Rupanya, terjadi kecelakaan tunggal yang menimpa truk gandeng. Ekor gandengannya lepas dan menumbur bak di depannya sendiri, dengan posisi akhir heavy duty truck itu melintang di badan jalan.


Lusinan makhluk yang digilai para bismania terjebak karenanya. Entah berapa banyak pastinya, namun yang sekilas tertangkap mata adalah Armada Jaya Perkasa, bus berikon ayam -- Putera Mulya --, Gajah Mungkur, Kramat Djati, Pahala Kencana Evonext dan yang tampak mendominasi adalah Laskar Kedawung, Cirebon, PO Garuda Mas.


Dibanding driver pinggir, midfielder (pemain tengah) ini lebih kalem, terkesan hati-hati dan menanggalkan image ‘bus malam harus banter’.


Bukti nyatanya, Rosalia Indah nomor lambung 325 melenggang kangkung tanpa perlawanan, seolah  dibiarkan pamer kedigdayaan.


Sementara itu, di distrik Dampyak, terpindai armada pelat K apa yang didapuk sebagai ‘amir rihlah’ bagi kontingen Muria-an yang tengah gigih bergerilya untuk memutus matahari saat tiba di ibukota. Dialah NS-46 yang didelegasikan pada armada model Setra Selendang. Lalu mengekor dengan lekat PO Sido Rukun berkaroseri Piala Mas.
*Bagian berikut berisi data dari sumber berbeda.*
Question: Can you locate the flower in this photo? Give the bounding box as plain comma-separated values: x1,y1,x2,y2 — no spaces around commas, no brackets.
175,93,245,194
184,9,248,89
Sayang…kantuk tak dapat ditolak, melek tak dapat diraih. Aku tundukkan hasrat diri untuk meng-cooling down otot raga dan sendi-sendi tubuh. Memejamkan mata, mengademkan tensi, menyandarkan letih, menghimpun tenaga buat mengisi aktifitas esok hari.


Zzz…zzz…zzz...


04.26


Ya ampun…


Tiba-tiba aku melonjak dari posisi tidur enak karena perasaan berbicara bahwa I was sleeping so beauty sehingga secara tak sadar Kota Rembang telah terlewati. Dengan nyawa baru terkumpul seperempat, kupandangi sisi luar kaca yang gelap, hanya diterangi lampu-lampu kota. Daerah manakah ini?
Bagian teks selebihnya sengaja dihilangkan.